Venezuelan migrants arrive after being deported from the United States.
Credit: Reuters Photo
Caracas; A Venezuelan toddler who was separated from her parents when they crossed the US-Mexico border a year ago and who remained in the US when they were deported arrived in the South American country on a removal flight on Wednesday.
Major figures in Venezuela's socialist government, which is under extensive US sanctions, had repeatedly called for Maikelys Espinoza Bernal, aged 2, to be returned to her mother, Yorely Bernal, who was deported back to Venezuela in April.
Images on state television showed First Lady Cilia Flores holding the child in her arms at the international airport near Caracas.
The toddler's return has been "a battle every day and today we have a great victory," said Interior Minister Diosdado Cabello, who was also at the airport.
The baby's father, Maiker Espinoza, 25, was sent to CECOT, the notorious maximum security prison in El Salvador where the Trump administration has sent at least 137 Venezuelans under the 1798 Alien Enemies Act, in March.
The Department of Homeland Security (DHS) said in late April that Espinoza is "a lieutenant" in Tren De Aragua, a Venezuelan prison gang. They said he oversees "homicides, drug sales, kidnappings, extortion, sex trafficking and operates a torture house," though they provided no evidence.
Espinoza's family roundly denied the claim to Reuters.
"At no time has my son been involved with them," his mother, Maria Escalona, told Reuters this month. "I think this is political - they are using the case of my son to cover up the horror that is being committed against all these innocents."

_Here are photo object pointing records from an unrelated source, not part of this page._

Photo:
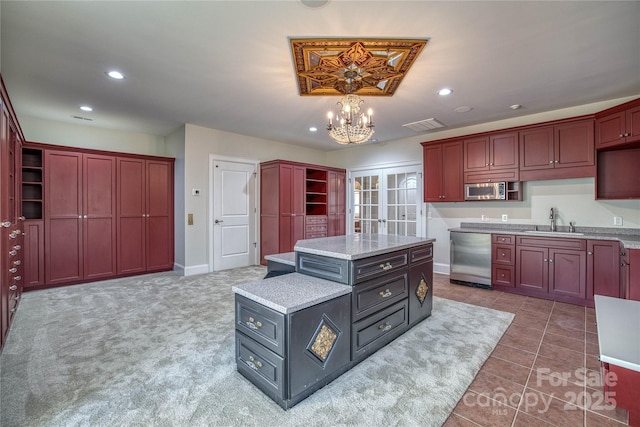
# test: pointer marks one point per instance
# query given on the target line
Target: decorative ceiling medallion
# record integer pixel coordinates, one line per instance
(362, 66)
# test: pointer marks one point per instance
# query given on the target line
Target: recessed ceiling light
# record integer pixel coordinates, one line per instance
(117, 75)
(463, 109)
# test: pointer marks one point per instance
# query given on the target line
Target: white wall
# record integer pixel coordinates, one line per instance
(50, 132)
(192, 146)
(200, 143)
(574, 199)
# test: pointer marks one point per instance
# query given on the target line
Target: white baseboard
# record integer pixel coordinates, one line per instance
(191, 270)
(441, 268)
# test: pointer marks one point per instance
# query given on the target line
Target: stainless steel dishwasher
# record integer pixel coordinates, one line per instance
(470, 259)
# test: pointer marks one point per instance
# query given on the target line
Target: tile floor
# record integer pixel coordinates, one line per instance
(543, 372)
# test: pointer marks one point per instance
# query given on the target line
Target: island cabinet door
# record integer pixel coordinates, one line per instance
(420, 291)
(319, 340)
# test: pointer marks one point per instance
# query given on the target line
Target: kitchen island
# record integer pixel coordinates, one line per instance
(348, 297)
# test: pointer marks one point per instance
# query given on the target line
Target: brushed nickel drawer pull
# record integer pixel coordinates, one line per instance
(385, 327)
(385, 294)
(386, 266)
(252, 324)
(252, 364)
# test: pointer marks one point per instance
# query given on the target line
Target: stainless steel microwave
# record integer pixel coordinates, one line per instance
(486, 191)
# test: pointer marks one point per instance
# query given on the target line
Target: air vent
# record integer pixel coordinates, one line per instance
(424, 125)
(82, 118)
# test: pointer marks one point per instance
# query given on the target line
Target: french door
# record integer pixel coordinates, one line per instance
(387, 201)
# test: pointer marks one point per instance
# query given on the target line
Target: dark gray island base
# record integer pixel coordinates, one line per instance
(348, 297)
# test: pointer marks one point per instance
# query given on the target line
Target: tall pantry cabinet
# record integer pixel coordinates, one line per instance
(299, 201)
(99, 215)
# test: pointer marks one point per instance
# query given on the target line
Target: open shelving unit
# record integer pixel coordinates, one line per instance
(316, 192)
(32, 183)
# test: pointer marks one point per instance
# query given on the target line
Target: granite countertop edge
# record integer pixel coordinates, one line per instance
(291, 292)
(364, 254)
(629, 237)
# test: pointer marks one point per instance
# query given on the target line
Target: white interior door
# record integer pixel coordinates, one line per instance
(234, 213)
(387, 201)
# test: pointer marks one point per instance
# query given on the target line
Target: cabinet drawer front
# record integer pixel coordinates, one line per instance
(375, 331)
(262, 367)
(264, 325)
(503, 276)
(553, 242)
(374, 266)
(423, 253)
(503, 239)
(505, 255)
(333, 269)
(315, 219)
(376, 294)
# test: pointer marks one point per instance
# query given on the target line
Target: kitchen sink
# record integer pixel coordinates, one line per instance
(554, 233)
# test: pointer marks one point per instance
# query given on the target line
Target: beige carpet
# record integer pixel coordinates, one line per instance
(158, 350)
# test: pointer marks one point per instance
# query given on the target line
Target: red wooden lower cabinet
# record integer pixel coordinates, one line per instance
(622, 386)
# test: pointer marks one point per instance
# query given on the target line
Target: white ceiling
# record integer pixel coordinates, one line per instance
(227, 65)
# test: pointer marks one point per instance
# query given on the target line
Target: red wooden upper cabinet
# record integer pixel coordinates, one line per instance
(618, 129)
(491, 152)
(442, 163)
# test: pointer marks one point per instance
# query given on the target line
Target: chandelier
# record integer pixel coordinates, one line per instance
(351, 127)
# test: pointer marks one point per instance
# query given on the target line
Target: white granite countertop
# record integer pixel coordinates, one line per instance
(618, 323)
(359, 245)
(288, 258)
(291, 292)
(629, 237)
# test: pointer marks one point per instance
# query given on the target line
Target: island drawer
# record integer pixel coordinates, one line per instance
(504, 239)
(376, 331)
(422, 253)
(262, 367)
(261, 323)
(334, 269)
(376, 294)
(375, 266)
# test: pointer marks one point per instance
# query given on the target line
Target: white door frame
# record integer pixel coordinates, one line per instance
(254, 204)
(422, 229)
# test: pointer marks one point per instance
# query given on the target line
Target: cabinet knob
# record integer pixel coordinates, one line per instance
(385, 327)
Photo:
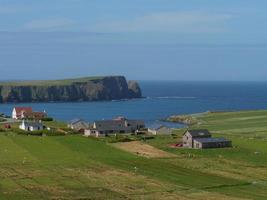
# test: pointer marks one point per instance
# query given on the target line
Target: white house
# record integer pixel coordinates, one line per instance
(19, 112)
(31, 126)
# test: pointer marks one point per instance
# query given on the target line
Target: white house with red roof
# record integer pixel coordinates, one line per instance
(21, 112)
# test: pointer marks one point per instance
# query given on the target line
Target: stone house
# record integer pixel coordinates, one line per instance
(201, 139)
(31, 126)
(160, 130)
(117, 125)
(78, 125)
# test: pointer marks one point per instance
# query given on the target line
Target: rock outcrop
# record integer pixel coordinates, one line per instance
(84, 89)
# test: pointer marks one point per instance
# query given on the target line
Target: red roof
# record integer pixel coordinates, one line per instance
(19, 110)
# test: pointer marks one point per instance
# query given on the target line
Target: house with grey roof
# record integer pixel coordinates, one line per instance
(201, 139)
(31, 126)
(160, 130)
(114, 126)
(78, 125)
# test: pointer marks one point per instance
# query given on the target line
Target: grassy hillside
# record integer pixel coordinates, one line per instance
(74, 167)
(51, 82)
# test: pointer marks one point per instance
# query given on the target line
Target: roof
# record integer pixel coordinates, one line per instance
(158, 127)
(211, 140)
(199, 133)
(74, 121)
(117, 125)
(23, 109)
(33, 124)
(36, 114)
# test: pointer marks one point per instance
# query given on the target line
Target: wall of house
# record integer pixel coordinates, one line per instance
(187, 140)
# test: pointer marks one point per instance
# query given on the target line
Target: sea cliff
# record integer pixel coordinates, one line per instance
(82, 89)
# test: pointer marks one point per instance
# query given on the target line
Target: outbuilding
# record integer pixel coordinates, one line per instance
(31, 126)
(160, 130)
(202, 139)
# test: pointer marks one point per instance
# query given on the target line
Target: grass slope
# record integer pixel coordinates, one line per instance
(51, 82)
(74, 167)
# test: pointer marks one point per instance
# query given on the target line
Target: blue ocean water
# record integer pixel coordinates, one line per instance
(162, 99)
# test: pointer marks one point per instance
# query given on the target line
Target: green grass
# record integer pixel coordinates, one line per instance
(75, 167)
(51, 82)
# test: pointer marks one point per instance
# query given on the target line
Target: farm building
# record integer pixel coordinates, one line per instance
(203, 143)
(117, 125)
(31, 126)
(20, 112)
(78, 125)
(160, 130)
(27, 113)
(201, 139)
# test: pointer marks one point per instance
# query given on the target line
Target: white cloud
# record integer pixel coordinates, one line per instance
(49, 25)
(183, 22)
(10, 9)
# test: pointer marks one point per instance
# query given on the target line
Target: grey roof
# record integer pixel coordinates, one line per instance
(199, 133)
(211, 140)
(33, 124)
(158, 127)
(74, 121)
(117, 125)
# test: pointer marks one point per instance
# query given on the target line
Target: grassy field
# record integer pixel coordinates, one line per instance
(74, 167)
(50, 82)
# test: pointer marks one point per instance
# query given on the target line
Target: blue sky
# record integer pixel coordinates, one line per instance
(141, 39)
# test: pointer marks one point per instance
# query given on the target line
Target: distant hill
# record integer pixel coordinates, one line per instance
(80, 89)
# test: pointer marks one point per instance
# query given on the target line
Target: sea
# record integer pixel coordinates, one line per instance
(162, 99)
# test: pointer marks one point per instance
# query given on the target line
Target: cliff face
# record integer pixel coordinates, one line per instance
(95, 89)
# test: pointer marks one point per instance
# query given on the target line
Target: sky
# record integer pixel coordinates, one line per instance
(141, 39)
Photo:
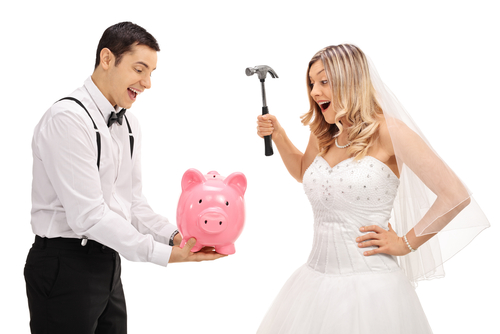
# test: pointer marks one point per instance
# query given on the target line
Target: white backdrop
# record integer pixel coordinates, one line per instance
(439, 57)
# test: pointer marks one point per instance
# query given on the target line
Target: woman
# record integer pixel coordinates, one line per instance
(365, 157)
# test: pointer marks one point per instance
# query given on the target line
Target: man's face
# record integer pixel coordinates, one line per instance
(131, 77)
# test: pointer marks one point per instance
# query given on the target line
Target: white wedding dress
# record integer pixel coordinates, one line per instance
(339, 290)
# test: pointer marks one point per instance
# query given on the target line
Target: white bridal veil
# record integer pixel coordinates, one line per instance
(430, 195)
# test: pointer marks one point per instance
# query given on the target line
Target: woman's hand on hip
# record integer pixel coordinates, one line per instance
(388, 242)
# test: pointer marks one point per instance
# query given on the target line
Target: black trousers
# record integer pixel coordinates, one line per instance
(73, 288)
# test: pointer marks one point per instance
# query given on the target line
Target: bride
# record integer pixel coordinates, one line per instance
(366, 164)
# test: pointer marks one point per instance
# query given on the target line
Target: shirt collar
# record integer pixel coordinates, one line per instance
(99, 99)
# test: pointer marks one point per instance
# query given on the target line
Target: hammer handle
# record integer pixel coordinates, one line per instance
(268, 145)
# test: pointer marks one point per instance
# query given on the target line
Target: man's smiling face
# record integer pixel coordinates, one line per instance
(131, 76)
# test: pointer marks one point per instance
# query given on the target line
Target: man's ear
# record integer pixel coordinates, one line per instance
(107, 57)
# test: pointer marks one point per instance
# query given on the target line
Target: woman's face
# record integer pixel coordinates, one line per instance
(320, 90)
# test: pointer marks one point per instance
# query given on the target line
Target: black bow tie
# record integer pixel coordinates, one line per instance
(116, 117)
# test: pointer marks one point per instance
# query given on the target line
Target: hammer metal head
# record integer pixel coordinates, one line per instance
(261, 71)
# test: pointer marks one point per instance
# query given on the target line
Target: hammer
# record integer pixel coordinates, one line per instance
(261, 71)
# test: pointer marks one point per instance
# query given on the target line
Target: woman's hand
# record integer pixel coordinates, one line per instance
(267, 125)
(388, 242)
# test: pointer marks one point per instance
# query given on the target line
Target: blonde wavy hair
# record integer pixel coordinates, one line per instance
(353, 96)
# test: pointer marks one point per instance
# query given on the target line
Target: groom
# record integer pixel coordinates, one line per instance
(87, 200)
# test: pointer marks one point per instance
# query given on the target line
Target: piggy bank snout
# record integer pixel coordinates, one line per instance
(213, 220)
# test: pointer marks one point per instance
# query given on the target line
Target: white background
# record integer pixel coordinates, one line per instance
(441, 58)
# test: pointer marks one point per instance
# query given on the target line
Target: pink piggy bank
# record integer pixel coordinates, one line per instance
(211, 209)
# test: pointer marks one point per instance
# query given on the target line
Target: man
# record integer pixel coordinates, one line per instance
(87, 195)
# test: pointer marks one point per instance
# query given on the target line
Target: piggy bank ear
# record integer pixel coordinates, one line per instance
(238, 181)
(191, 176)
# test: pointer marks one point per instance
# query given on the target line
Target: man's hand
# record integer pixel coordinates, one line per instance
(177, 239)
(185, 255)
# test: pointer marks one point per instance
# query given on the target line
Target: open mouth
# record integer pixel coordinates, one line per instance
(324, 105)
(133, 93)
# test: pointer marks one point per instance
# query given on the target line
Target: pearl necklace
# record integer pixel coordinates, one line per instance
(337, 144)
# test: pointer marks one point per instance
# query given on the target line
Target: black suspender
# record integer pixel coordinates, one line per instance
(98, 135)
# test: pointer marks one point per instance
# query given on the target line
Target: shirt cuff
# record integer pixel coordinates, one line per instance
(161, 254)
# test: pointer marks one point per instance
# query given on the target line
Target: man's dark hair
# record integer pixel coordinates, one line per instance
(120, 38)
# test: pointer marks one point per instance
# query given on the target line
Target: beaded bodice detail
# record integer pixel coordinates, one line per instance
(344, 198)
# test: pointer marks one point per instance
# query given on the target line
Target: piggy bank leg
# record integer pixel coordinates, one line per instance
(196, 247)
(225, 249)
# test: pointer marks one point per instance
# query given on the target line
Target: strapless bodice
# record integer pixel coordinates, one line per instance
(345, 197)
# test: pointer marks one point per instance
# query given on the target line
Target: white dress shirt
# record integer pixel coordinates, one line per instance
(72, 198)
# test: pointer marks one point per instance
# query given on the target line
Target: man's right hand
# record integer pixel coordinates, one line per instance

DHS said the child's mother Bernal recruited young women for drug smuggling and sex work, though it also provided no evidence. The family has also denied the claim.
The couple met while living as migrants in Peru, where their daughter was born, his mother Escalona said, adding they were in migrant detention during their entire stay in the United States after turning themselves in at the border.
The toddler has been in the care of the Office of Refugee Resettlement in the US since May 2024.